提供されている資料は、この基準で「無料アプリ5つ」を確認できる内容にはなっていません。あるAIチャットボットまとめは、無料またはフリーミアムのツールとしてGPT-5-nano、GPT-5、Claude、Geminiなどを挙げていますが、それらのツールでGPT-5.5が使えることまでは検証していません [17]。別の無料AIモデルまとめも、ChatGPT、Claude、Gemini、Perplexity、Copilotなどを紹介し、GPT-5.2やGPT-5.1には触れていますが、無料のGPT-5.5アクセスを示す根拠にはなっていません [
18]。
サービス別に見る現在の確認状況
| サービス・カテゴリ | 根拠から言えること | 無料GPT-5.5としての状況 |
|---|---|---|
| OpenAI API | OpenAIは、2026年4月24日の更新でGPT-5.5とGPT-5.5 ProがAPIで利用可能になったと説明している [ | API提供は確認済み。ただし、無料の一般向けアプリの証明ではない。 |
| ChatGPT | 第三者記事はGPT-5.5の展開をPlus以上と説明しており、別のガイドもPlus、Pro、Business、Enterpriseでの利用に触れている [ | 無料アカウントでの利用は未確認。 |
| OpenAI Codex | 第三者ガイドはGPT-5.5がCodex経由で利用できると説明している [ | 無料利用かどうかは未確認。 |
| サードパーティーのチャットボット集約サービス | チャットボットまとめではGPT-5、GPT-5-nano、Claude、Gemini、Perplexity関連のアクセスや無料・フリーミアム料金が紹介されているが、GPT-5.5アクセスは確認されていない [ | 未確認。 |
| その他のAIアシスタント | Claude、Gemini、Copilot、Perplexity、DeepSeek、Grokなどの代替ツールは紹介されているが、無料GPT-5.5アクセスの根拠は示されていない [ | 未確認。 |
登録前にチェックしたいポイント
「無料でGPT-5.5が使える」とうたうアプリを見つけたら、すぐに登録する前に次を確認してください。
- 正確なモデル名を見る。 「GPT-5.5」と書かれているか。
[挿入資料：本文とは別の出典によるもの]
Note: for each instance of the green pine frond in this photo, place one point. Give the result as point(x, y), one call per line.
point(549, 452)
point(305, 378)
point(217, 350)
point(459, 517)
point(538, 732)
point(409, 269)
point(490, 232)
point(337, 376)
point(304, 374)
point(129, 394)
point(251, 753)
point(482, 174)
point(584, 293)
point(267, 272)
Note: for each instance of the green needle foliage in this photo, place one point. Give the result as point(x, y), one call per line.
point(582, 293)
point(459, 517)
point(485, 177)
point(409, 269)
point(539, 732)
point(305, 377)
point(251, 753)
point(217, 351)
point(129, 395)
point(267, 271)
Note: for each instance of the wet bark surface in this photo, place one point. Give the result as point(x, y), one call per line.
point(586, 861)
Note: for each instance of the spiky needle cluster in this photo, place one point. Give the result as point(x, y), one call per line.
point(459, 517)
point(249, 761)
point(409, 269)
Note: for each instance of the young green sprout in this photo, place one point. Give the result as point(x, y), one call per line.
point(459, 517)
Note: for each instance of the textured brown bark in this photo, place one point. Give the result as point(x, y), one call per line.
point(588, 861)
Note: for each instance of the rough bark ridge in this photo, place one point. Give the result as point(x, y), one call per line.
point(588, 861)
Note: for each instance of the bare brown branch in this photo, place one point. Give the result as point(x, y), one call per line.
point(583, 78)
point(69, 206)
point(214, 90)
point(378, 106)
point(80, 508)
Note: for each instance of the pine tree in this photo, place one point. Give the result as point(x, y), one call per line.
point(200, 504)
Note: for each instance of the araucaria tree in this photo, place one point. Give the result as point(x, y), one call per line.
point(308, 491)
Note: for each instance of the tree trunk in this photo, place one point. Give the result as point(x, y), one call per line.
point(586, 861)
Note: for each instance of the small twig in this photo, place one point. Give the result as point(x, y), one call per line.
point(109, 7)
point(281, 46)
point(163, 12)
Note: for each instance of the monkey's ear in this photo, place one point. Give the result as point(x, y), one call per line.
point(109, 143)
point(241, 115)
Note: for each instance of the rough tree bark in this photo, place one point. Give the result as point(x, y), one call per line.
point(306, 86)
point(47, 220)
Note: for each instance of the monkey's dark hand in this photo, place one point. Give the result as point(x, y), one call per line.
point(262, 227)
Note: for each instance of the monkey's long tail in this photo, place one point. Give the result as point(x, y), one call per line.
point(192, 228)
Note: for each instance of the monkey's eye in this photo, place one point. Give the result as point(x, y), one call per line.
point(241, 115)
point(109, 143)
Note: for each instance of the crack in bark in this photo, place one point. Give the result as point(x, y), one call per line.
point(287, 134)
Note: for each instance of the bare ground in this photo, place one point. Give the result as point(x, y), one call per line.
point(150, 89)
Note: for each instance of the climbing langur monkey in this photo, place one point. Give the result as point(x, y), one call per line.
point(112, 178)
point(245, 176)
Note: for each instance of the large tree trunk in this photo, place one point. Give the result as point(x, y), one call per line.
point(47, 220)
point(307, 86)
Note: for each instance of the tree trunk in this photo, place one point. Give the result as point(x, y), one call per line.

「GPT-5」や「最新OpenAIモデル」だけなら別物の可能性があります。
- モデル選択画面を開く。 モデルを選べるアプリなら、選択肢にGPT-5.5が明記されているかを確認します。
- 料金ページやプラン表を読む。 一部の資料では、GPT-5.5アクセスは無料アカウントではなく有料のChatGPTプラン向けとされています [
10][
15]。
- OpenAIのリリース情報と照合する。 GPT-5.5の提供状況を確認する中心的な情報源は、4月24日のAPI更新を含むOpenAIの公式ページです [
9]。
- 無料AIツールまとめを過信しない。 無料AIツールの紹介記事が正確でも、それがGPT-5.5アクセスの証明になるとは限りません [
17][
18]。
「無料で使える便利なAI」が欲しいだけなら
検証済みの無料GPT-5.5アプリが見つからないことは、無料またはフリーミアムで使えるAIアシスタントが役に立たない、という意味ではありません。
ある代替AIツールのガイドでは、長文作成や文書作業にはClaude、Google WorkspaceユーザーにはGemini、引用付きのウェブ調査にはPerplexity、Microsoft中心のチームにはCopilot、技術者向けの無料選択肢としてDeepSeek、リアルタイム応答にはGrokが向くと整理されています [13]。ただし、これらは「用途に応じた代替案」であって、「GPT-5.5を無料提供している証拠」ではありません。
結論
現時点の提供資料からは、「無料でGPT-5.5を使えるアプリトップ5」というリストは作れません。OpenAIがGPT-5.5を文書化し、GPT-5.5とGPT-5.5 ProのAPI提供を発表していることは確認できます [3][
9]。しかし、5つの別々の無料アプリで一般ユーザーがGPT-5.5を使えるという点は未検証です。
「無料GPT-5.5」を名乗るサービスを見かけたら、アプリ内でGPT-5.5という正確なモデル名が表示されているか、そして無料プランに含まれると公式に示されているかを確認するまで、未確認情報として扱うのが安全です。